One of the most important things I learned working in this lab is that research can get extremely frustrating when it appears to halt and not move forward for potentially several weeks despite hours and hours of labor. There was a point during the research process when I needed to work with Human Fibroblast cells taken from patients. Every time I needed to handle them, I took great care in not somehow "hurting" or worse contaminating the cells in hopes that they would grow and show meaningful results. However, after approximately 2 months of little growth and perplexing data, my graduate student and I came to the conclusion that the different fibroblasts were aging differently and could not be compared. By that time an array of bacteria had sadly made themselves home in many of our lab's cell cultures' and so they needed to be disposed of quickly.

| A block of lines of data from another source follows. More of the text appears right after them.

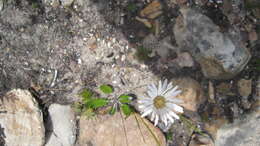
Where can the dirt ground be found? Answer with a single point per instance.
(55, 51)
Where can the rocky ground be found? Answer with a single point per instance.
(50, 50)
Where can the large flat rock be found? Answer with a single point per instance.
(109, 131)
(21, 119)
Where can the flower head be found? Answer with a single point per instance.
(161, 103)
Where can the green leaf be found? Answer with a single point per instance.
(124, 98)
(107, 89)
(126, 109)
(96, 103)
(169, 136)
(86, 94)
(112, 110)
(89, 113)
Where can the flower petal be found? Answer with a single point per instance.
(153, 116)
(177, 108)
(164, 86)
(164, 119)
(170, 118)
(151, 93)
(159, 88)
(147, 112)
(174, 100)
(174, 115)
(156, 120)
(172, 93)
(169, 87)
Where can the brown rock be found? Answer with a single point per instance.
(152, 11)
(184, 60)
(109, 130)
(21, 120)
(192, 94)
(201, 140)
(244, 87)
(225, 89)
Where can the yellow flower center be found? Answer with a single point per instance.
(159, 102)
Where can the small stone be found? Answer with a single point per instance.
(252, 36)
(152, 11)
(109, 130)
(63, 126)
(224, 89)
(242, 132)
(244, 87)
(1, 5)
(184, 60)
(66, 3)
(220, 55)
(191, 95)
(201, 140)
(21, 121)
(144, 21)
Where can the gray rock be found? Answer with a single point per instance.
(221, 55)
(108, 130)
(64, 126)
(1, 5)
(21, 120)
(66, 2)
(241, 133)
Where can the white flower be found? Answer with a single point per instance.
(161, 103)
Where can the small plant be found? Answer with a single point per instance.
(90, 104)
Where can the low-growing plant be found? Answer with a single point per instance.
(90, 104)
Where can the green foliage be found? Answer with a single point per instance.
(107, 89)
(132, 7)
(96, 103)
(89, 105)
(169, 136)
(126, 109)
(257, 64)
(124, 98)
(86, 95)
(112, 110)
(88, 112)
(193, 127)
(142, 53)
(251, 5)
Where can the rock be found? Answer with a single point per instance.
(192, 93)
(220, 55)
(201, 140)
(244, 132)
(1, 5)
(64, 126)
(109, 130)
(66, 3)
(256, 104)
(244, 87)
(21, 120)
(181, 134)
(184, 60)
(224, 89)
(152, 11)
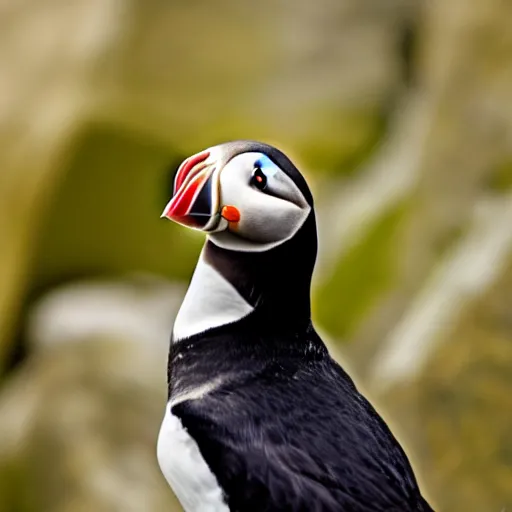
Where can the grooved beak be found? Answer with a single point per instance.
(195, 200)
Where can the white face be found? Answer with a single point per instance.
(246, 203)
(272, 208)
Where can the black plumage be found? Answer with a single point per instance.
(285, 428)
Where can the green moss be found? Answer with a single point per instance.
(360, 278)
(501, 177)
(13, 488)
(105, 214)
(347, 139)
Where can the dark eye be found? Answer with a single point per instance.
(258, 179)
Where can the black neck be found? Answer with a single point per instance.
(276, 282)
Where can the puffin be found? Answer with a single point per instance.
(260, 417)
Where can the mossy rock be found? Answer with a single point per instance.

While this mini-project took around a month, there were many more times when smaller two day procedures would fail to work. It's amazing how small variables can make such a large different and that repetition is one of the best ways to confirm results and prove statistical significance.
Graduate school I've realized is quite different from undergrad. The continuous cycle of movement from class to class, homework, and tests are absent but in their place one has to take the time to set up their own schedule that will allow them to reach their goals. This semester has definitely taught me to manage my time and determine my goals. While I was initially determined to go to medical school, I am increasingly looking at an M.D./PhD instead. The ability to do research and discover new things in addition to treating patients is quite appealing. The IE Pre-Graduate Internship has allowed me to learn many key aspects of becoming a graduate student especially learning how to be a researcher, learn how to deal with failure, and how to manage my time. I hope to continue this project through my senior year and hopefully all that I have learned this semester will aid me in receiving an M.D. and a Ph.D."